Handling Missing Values in a Dataset

This pipeline demonstrates how to use the Clean Missing Values Snap to process missing values in a dataset using the most popular value (mode).

  1. Configure the CSV Generator Snap to generate the input dataset.

    The dataset includes some missing values, particularly in the $Category field.

  2. Pass the input through the Type Converter Snap to automatically detect and convert data types.
  3. Use the Copy Snap to duplicate the input data stream.

    The Snap is configured to output two streams:

    • The first stream is passed to the Clean Missing Values Snap.
    • The second stream is passed to the Profile Snap to compute field statistics.

    Copy Snap Output Showing Missing $Category Value

  4. Configure the Profile Snap to calculate field-level statistics on the input data.

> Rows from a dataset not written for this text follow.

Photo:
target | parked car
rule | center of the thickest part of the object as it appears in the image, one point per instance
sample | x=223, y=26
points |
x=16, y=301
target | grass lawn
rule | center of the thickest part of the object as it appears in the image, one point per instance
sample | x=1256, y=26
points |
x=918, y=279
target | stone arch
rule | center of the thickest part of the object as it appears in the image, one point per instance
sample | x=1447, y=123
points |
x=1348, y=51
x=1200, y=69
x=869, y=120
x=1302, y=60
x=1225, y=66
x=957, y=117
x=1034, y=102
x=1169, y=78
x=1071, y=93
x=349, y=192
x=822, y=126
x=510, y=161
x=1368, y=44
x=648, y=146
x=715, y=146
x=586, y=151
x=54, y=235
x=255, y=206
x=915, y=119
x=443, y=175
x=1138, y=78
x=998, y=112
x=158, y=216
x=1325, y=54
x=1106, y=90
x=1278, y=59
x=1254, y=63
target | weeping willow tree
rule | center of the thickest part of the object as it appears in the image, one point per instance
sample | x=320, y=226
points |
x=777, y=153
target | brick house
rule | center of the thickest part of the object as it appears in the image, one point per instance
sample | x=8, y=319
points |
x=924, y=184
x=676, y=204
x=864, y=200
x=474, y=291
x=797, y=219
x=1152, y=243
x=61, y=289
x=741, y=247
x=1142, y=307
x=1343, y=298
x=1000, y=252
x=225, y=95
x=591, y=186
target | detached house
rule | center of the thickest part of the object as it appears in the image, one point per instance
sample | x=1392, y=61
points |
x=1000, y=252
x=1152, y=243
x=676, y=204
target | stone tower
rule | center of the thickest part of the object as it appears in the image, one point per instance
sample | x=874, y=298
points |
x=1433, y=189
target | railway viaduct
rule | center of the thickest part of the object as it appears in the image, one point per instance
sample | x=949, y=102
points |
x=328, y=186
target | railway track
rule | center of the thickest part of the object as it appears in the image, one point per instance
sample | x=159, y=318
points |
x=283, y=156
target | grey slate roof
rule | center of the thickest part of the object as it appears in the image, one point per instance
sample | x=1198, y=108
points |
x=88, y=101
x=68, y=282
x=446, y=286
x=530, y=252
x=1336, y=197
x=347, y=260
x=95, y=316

    This Snap identifies missing values and calculates the most popular value for each field.


    Profile Snap Settings


    Profile Snap Output with Popular Category

    Note: In this example, the most popular value in the $Category field is Publishing, which is used to fill in missing values.
  5. Configure the Clean Missing Values Snap to impute missing values with the most popular value.
    The Snap takes two input views:
    • The first input view receives the raw data from the Copy Snap.
    • The second input view receives the statistics from the Profile Snap.

    Configure the Snap with the rule Impute with Popular to handle missing values in the $Category field.


    Clean Missing Values Snap Configuration


    Clean Missing Values Snap Output

    Note: The Snap replaces missing, null, or whitespace values with the most popular value derived from the Profile Snap.
  6. Use the File Writer Snap to write the cleaned output to a file.
To successfully reuse pipelines:
  1. Download and import the pipeline in to the SnapLogic Platform.
  2. Configure Snap accounts, as applicable.
  3. Provide pipeline parameters, as applicable.